Veteran Chiefs broadcaster Bill Grigsby wondered whether the chandelier might shatter.

"The crowd in Antoine's was shocked," he said.

But no more shocked than most of America the next day when the Chiefs whipped the Vikings, 23-7, on a bright, cold afternoon at old Tulane Stadium. This was the last time the AFL competed against the NFL before it merged with the older league the next September, and the Chiefs closed the AFL's 10 seasons with a bang.

In the locker room, I congratulated Hunt, and he shook my hand. He had a frozen expression on his face, like a little boy on Christmas morning who had gotten everything he wanted. Some people had written off the Jets' beating the Colts in Super Bowl III as a fluke. But now the Chiefs had physically and strategically dominated the Vikings. It was obvious the AFL had really grown up, and this quiet, bespectacled man beamed like a proud father.
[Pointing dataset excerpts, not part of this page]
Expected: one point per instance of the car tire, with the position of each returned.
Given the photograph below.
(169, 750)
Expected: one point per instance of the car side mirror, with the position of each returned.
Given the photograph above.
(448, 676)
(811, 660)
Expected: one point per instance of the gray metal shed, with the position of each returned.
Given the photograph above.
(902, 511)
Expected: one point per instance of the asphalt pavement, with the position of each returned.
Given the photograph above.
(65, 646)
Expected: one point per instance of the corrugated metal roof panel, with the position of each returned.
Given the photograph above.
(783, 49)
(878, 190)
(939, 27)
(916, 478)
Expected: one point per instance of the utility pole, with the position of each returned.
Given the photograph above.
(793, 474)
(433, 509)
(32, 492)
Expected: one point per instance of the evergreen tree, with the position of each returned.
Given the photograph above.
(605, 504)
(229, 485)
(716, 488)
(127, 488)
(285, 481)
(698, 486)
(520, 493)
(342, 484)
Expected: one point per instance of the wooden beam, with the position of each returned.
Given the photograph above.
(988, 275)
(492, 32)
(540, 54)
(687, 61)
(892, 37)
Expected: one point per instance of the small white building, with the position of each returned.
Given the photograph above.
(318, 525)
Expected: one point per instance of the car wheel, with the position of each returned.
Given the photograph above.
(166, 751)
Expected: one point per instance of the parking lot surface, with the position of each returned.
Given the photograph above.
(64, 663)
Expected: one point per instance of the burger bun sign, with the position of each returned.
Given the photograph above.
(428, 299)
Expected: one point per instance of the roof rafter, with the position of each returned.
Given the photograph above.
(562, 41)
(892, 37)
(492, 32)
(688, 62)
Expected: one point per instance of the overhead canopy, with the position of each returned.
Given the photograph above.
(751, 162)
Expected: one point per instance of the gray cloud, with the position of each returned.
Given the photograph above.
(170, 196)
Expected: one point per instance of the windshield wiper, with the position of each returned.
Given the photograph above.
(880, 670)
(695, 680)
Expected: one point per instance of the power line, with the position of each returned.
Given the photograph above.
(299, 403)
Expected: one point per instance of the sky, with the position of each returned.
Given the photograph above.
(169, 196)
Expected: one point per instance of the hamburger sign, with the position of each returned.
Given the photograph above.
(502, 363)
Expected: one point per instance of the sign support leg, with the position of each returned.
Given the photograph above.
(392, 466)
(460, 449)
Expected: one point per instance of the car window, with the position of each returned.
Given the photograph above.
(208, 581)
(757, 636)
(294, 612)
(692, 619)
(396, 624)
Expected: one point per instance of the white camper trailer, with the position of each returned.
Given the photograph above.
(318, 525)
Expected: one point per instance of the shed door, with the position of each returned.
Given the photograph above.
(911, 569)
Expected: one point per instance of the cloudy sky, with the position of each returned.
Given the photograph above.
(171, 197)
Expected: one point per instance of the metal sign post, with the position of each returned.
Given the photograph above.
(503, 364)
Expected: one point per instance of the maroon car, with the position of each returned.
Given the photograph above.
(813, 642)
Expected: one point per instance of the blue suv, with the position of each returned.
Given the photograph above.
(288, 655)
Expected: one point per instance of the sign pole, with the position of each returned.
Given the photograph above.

It showed the passion he felt for the league and team he founded when he was 27 years old. Sure, he got a kick out of founding World Championship Tennis, helping start two professional soccer leagues and remaining an original investor in the Chicago Bulls. But all of that came later.

"Of all Lamar's loves in sports," Steadman said, "his first were the Texans-Chiefs and the AFL."

His love, and his leadership, will be saluted again today when another AFC champion receives the Lamar Hunt Trophy and heads for the Super Bowl, a game he named and helped create. Hunt, sadly, will not be there for the celebration. He died in Dallas on Dec. 13 after an 8 1/2 -year battle with prostate cancer.